The sometimes emotional exchanges illustrate the high stakes and intense feelings surrounding Obama's bid for “fast-track” trade-negotiating authority. Such authority, which previous presidents have enjoyed, would let Obama present Congress with proposed trade agreements that it could ratify or reject but not change. One other drawback to the legislation is that no details of how it will work will be made known until after it is passed. Critics believe it will give too much authority in non-trade areas still unknown, such as immigration. Others deride the inclusion of a rule that will give the leader of any of the smaller countries the same vote as an American president.
Obama hopes to advance the 12-nation Trans-Pacific Partnership and other trade proposals that have been negotiated for years.
Unions vehemently oppose such deals, saying they ship American jobs abroad. The trade issue's divisiveness was evident when the House voted narrowly, 217-212, to advance the package to the showdown Friday.
AFL-CIO President Richard Trumka urged House Democrats to do something once unthinkable — reject the retraining program, known as Trade Adjustment Authority, or TAA — as the best means to kill fast track. Those attending the meeting said Trumka told Democrats he would pray for those who oppose the unions' position.
Some senior Democrats are with Trumka, suggesting the votes could be close and dramatic.
“The TAA is the handmaiden to facilitate the whole deal,” said Rep. Peter DeFazio, D-Ore. “We have the potential to stop this whole train and revisit the most egregious provisions” of fast track. “It's counterintuitive for Democrats to be voting against it, but President Trumka came and said vote against it.”
The strategy could scuttle the whole package, because many Republicans have long records of opposing the jobs retraining program, which they consider wasteful.

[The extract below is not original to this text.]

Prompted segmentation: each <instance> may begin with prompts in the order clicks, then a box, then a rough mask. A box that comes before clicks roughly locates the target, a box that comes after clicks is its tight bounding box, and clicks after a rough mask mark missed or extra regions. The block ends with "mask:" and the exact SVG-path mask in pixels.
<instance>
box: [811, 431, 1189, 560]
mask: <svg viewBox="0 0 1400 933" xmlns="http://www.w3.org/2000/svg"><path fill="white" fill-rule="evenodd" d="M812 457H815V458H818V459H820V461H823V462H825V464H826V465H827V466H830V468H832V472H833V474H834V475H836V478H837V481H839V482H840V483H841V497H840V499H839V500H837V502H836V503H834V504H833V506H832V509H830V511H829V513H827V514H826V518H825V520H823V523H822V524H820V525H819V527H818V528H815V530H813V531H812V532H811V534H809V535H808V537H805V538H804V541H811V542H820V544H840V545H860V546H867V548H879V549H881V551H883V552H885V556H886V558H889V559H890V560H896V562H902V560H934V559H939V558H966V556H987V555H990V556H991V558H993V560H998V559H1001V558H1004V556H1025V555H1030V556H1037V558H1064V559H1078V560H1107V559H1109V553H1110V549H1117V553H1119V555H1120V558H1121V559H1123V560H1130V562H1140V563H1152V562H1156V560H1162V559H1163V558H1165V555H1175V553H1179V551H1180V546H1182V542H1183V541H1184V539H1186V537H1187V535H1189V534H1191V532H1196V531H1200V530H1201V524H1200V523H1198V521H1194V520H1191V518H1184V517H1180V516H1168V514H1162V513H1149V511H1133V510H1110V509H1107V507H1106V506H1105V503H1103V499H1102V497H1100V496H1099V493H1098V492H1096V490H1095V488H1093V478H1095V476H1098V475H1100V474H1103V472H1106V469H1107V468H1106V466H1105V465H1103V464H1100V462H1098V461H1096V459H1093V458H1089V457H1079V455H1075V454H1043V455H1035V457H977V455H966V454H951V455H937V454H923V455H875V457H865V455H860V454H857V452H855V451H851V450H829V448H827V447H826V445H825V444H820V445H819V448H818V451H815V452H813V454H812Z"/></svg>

The biggest questions hanging over the House are: How many of the 188 Democrats will vote against the retraining program because it's the best way to kill fast track? And how many of the 246 Republicans might hold their noses and vote for the jobs program in a bid to save fast track?
Rep. Richard Hudson, R-N.C., said of the Democrats: “It's in their hands; they have to pass TAA. We can only deliver a certain number of votes for TAA. So we'll see. We're calling their bluff. If they want to bring it down, then it's going to be a crushing blow to their president.”
If the jobs program survives, the House will vote on fast track. Presumably, the politics would be reversed, with many Republicans and as few as 20 Democrats voting for the legislation.
Several Democrats said the sequencing of the bill votes is outrageous. “The process is just as horrible as the substance,” said Rep. Bill Pascrell, D-N.J., who opposes the entire package. The Senate linked the two measures when it passed the trade package earlier this year.